O presidente Lula (PT) defendeu o sistema eleitoral brasileiro durante uma conversa informal com líderes internacionais na cúpula do G7, realizada nesta quarta-feira (17), em Évian-les-Bains, na França. O diálogo, captado por microfones durante a chegada das autoridades ao evento, mostra o petista exaltando a rapidez da apuração das eleições no Brasil e sugerindo que o modelo de votação eletrônica seja recomendado pela Organização das Nações Unidas (ONU).
A conversa ocorreu com o chanceler da Alemanha, Friedrich Merz, e a diretora-geral do Fundo Monetário Internacional (FMI), Kristalina Georgieva, momentos antes do início das reuniões oficiais do grupo.
Ao explicar o funcionamento das eleições brasileiras, Lula destacou a velocidade da totalização dos votos e afirmou que o sistema poderia servir de referência para outras nações.
“A eleição no Brasil é muito rápida. A eleição termina às 17h e às 19h já temos os resultados de 160 milhões de votos. Eu não sei por que a ONU não adota o sistema eletrônico como orientação aos outros países”, declarou.
Durante a conversa, o presidente também comentou o cenário político internacional e relativizou classificações ideológicas. Segundo Lula, a alternância entre governos de direita e esquerda demonstra que o eleitorado tende a buscar posições mais moderadas.
“O mundo é do caminho do meio. Essa é a verdade”, afirmou.
Em outro momento, Kristalina Georgieva observou que, quando Lula assumiu a Presidência pela primeira vez, havia a expectativa de que adotasse uma postura mais alinhada à esquerda. A dirigente do FMI comentou: “Quando você foi presidente pela primeira vez, todo mundo esperava que você fosse um esquerdista, e você não foi”.
O diálogo também abordou as regras eleitorais brasileiras.
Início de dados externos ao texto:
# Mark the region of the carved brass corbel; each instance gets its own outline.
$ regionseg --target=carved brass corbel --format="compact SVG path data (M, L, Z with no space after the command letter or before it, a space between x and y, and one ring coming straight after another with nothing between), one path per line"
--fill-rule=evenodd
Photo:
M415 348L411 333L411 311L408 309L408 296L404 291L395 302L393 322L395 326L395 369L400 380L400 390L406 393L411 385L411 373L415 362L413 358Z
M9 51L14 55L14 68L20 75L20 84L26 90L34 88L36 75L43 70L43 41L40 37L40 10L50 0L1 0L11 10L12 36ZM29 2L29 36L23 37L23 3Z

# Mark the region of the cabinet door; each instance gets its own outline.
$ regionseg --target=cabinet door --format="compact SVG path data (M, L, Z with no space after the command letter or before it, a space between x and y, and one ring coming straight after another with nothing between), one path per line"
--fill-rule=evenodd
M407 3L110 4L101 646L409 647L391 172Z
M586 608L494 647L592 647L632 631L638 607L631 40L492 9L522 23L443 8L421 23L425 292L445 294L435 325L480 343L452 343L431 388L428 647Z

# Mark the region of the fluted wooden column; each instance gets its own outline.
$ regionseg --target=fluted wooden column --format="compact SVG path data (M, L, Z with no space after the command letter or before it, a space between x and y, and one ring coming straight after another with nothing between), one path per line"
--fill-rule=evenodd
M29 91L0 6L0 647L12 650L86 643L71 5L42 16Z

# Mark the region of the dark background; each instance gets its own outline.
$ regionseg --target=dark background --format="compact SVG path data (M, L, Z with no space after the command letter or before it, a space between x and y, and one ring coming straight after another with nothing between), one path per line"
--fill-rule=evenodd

Ao explicar que a legislação permite o retorno à Presidência após um intervalo entre mandatos consecutivos, Lula mencionou a possibilidade de disputar novamente o Palácio do Planalto.
“Se eu for eleito agora, serei o presidente eleito mais longevo da história do Brasil. O único eleito três vezes. E possivelmente o único eleito quatro vezes”, disse.
Lula participa da cúpula do G7 como convidado. Além do Brasil, países como Índia, Egito e Quênia também foram chamados para participar das discussões deste ano.
A reunião teve como foco temas ligados à segurança econômica global, comércio internacional, minerais estratégicos, inteligência artificial e os desdobramentos da guerra entre Rússia e Ucrânia.